By Michael J. Smith on Tuesday September 30, 2008 09:17 AM

I really wouldn't have thought that anything could make me proud of the US House of Representatives, but yesterday's stunning rejection of the bailout bill certainly did -- no thanks to the Democrats, who voted for it 140-95.

All the experts and wise men were for it -- the Waxmans, the Franks, the Rangels. In fact anybody with a safe seat was apparently for it. The people who bolted were the people who don't take their re-election this fall for granted -- in other words, the people who had to listen, however unwillingly, to what the public was saying.
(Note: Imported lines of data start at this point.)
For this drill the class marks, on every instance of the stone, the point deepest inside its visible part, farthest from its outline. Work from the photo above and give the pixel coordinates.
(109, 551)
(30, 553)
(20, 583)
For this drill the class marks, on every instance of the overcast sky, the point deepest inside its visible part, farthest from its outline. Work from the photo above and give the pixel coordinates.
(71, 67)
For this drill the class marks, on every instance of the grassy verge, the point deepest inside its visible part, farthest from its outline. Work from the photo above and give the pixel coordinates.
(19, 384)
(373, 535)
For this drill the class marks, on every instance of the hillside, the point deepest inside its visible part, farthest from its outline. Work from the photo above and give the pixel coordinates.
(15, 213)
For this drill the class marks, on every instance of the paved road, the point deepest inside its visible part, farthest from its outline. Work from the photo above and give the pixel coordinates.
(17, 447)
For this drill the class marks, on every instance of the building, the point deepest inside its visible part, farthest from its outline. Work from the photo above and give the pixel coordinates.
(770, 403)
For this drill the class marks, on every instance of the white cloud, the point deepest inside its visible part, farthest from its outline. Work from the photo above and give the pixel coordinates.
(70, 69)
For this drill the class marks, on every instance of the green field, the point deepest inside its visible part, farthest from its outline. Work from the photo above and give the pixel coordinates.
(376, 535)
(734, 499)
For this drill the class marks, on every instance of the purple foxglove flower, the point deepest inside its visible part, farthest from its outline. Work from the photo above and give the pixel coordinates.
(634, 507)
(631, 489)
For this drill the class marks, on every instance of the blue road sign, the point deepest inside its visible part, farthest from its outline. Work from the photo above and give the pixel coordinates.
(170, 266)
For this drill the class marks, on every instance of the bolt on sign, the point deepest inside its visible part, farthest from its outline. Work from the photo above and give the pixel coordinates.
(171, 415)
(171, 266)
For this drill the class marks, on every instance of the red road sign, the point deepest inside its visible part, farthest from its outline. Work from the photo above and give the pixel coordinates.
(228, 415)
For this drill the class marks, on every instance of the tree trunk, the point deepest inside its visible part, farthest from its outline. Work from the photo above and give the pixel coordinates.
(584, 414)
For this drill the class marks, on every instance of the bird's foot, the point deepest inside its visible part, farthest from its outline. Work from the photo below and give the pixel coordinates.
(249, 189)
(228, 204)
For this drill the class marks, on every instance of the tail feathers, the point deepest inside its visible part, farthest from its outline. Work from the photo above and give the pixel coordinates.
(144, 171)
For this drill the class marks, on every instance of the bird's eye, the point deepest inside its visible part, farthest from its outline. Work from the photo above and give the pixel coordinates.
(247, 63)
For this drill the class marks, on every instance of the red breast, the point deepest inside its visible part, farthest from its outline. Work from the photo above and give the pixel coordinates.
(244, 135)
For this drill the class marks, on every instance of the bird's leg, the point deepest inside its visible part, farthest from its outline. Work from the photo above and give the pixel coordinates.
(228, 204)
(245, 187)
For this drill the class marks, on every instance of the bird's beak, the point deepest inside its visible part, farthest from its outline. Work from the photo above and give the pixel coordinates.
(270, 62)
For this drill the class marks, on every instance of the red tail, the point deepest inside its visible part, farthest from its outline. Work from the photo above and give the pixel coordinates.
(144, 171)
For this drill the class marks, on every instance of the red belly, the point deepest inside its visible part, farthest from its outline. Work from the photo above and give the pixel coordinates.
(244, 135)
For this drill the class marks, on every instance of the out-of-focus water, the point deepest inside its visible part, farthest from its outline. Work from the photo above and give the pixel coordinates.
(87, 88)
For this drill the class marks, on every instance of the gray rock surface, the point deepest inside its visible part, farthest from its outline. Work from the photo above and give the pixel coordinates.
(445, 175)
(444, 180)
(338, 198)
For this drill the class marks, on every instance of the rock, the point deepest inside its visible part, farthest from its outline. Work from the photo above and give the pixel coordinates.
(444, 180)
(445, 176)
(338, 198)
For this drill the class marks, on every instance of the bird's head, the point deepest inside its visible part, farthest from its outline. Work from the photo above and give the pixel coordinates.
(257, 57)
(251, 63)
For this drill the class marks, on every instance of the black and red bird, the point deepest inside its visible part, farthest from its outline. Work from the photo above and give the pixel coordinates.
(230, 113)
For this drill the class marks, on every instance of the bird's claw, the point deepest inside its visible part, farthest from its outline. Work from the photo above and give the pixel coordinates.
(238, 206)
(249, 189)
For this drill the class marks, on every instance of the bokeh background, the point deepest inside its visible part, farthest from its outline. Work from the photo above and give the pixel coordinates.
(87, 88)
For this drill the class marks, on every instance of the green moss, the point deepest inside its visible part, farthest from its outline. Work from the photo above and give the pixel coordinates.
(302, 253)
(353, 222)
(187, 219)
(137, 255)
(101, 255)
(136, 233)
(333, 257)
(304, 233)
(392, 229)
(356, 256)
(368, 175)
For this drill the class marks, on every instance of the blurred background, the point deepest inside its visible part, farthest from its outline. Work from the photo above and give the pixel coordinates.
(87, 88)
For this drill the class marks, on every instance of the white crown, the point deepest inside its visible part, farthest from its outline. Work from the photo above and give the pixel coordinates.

For the experts, deeply invested in their knowledge of the arcane institutions of finance, a threat to those institutions is a threat to civilization itself. Apparently the public, however, doesn't grasp just how indispensable these institutions are. I'm with the public on this one.

* * *

Comrade Owen understands these matters better than I do, so I asked him about it. His take:

The returning mariner immediately chivy-ed me with "meltdown" questions:

"Just what would be so terrible if we let all these bankrupt institutions evaporate? -- Nobody to lend to solvent businesses any more? But surely that's nonsense -- the Fed could do it directly if need be, no?"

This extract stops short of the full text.